Berita Bekasi Nomor Satu
Bekasi  

Telat Serahkan Data, TKK Hilang

ILUSTRASI: Pegawai TKK dan ASN berjalan di lingkungan plasa Pemkot Bekasi. DPRD bakal memanggil Pemkot Bekasi untuk membicarakan nasib TKK. RAIZA SEPTIANTO/RADAR BEKASI

RADARBEKASI.ID, BEKASI – Tenaga Non Aparatur Sipil Negara (ASN) di Kota Bekasi belum bisa sepenuhnya bernafas lega, mereka masih terus berharap pemerintah memberikan solusi untuk dapat berpindah status menjadi Pegawai Pemerintah dengan Perjanjian Kerja (PPPK). Menjelang akhir Juli kemarin, Menteri Pendayagunaan Aparatur Negara dan Reformasi Birokrasi (Menpan-RB) meminta Pejabat Pembina Kepegawaian (PPK) untuk pegawai Non ASN di instansinya masing-masing.

Lewat Surat Edaran (SE) Nomor B/ISII/IM SM.01.OO/2022, PPK di tiap instansi, mulai pusat hingga daerah untuk memetakan pegawai non ASN, baik Tenaga Honorer Kategori II (THKII) maupun pegawai non ASN lainnya.
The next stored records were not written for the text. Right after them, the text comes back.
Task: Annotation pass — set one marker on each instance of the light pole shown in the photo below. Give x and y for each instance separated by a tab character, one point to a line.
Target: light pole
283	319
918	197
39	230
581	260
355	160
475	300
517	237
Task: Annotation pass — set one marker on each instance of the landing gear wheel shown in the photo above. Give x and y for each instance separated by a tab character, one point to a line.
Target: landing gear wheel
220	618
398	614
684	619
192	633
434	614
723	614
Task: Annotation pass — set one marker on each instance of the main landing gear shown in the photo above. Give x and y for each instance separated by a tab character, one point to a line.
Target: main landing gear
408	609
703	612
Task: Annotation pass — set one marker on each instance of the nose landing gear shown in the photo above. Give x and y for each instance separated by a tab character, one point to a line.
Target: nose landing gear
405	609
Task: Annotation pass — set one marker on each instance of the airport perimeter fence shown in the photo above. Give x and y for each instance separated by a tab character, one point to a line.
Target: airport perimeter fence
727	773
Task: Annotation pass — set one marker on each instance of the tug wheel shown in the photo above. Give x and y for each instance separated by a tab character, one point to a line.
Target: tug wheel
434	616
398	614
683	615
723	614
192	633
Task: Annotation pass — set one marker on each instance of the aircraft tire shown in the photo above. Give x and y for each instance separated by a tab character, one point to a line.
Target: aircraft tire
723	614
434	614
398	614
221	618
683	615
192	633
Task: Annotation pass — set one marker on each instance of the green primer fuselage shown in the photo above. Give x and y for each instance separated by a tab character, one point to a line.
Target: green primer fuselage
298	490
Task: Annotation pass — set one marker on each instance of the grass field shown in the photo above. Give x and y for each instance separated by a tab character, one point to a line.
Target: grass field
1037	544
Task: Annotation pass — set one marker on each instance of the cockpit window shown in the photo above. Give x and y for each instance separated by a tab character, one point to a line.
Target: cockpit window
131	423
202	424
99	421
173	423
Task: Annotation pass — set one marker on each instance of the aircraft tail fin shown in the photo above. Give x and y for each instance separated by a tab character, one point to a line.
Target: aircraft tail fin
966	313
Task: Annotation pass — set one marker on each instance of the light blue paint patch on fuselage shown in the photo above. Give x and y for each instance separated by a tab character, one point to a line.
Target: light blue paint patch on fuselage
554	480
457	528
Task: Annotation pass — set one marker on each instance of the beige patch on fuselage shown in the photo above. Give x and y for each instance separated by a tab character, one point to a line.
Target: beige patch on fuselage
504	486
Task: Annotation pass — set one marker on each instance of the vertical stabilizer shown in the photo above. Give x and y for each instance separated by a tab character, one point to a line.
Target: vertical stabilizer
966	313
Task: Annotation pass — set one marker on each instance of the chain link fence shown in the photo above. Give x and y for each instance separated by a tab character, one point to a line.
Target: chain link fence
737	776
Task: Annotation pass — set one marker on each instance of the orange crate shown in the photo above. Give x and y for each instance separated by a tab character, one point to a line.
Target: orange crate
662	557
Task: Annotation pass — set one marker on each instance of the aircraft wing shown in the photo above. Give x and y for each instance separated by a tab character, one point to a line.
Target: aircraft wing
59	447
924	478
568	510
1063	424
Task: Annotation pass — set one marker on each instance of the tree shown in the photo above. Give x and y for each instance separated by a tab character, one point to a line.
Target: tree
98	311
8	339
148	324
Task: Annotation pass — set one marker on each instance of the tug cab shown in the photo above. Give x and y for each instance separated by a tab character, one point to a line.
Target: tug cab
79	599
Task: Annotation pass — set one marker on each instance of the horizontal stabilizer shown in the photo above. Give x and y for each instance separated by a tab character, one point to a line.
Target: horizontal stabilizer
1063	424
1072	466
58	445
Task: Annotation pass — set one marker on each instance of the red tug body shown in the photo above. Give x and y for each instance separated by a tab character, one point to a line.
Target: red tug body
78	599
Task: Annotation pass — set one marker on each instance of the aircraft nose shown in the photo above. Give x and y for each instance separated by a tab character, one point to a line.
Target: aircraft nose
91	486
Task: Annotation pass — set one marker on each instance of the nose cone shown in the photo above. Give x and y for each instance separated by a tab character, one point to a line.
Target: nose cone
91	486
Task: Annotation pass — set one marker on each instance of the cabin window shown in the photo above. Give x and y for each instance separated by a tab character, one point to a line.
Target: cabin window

Bagi pegawai yang memenuhi syarat untuk diikutsertakan mengikuti seleksi CPNS maupun PPPK, pendataan dilakukan dengan ketentuan memperoleh honorarium dengan mekanisme langsung, diangkat paling rendah oleh pimpinan unit kerja, telah bekerja paling singkat satu tahun pada tanggal 31 Desember 2021, serta berusia 20 sampai 56 tahun.

Selain itu, PPK juga diingatkan tentang PP 49 tahun 2018, dimana setiap instansi pemerintah melakukan penataan pegawai non ASN. Menpan-RB meminta PPK melakukan inventarisasi data pegawai non ASN untuk disampaikan ke Badan Kepegawaian Negara (BKN) paling lambat 30 September 2022, penyampaian data ini harus disertai dengan Surat Pernyataan Tanggungjawab Mutlak (SPTJM) yang ditandatangani oleh PPK, perekaman harus menggunakan aplikasi yang disiapkan oleh BKN.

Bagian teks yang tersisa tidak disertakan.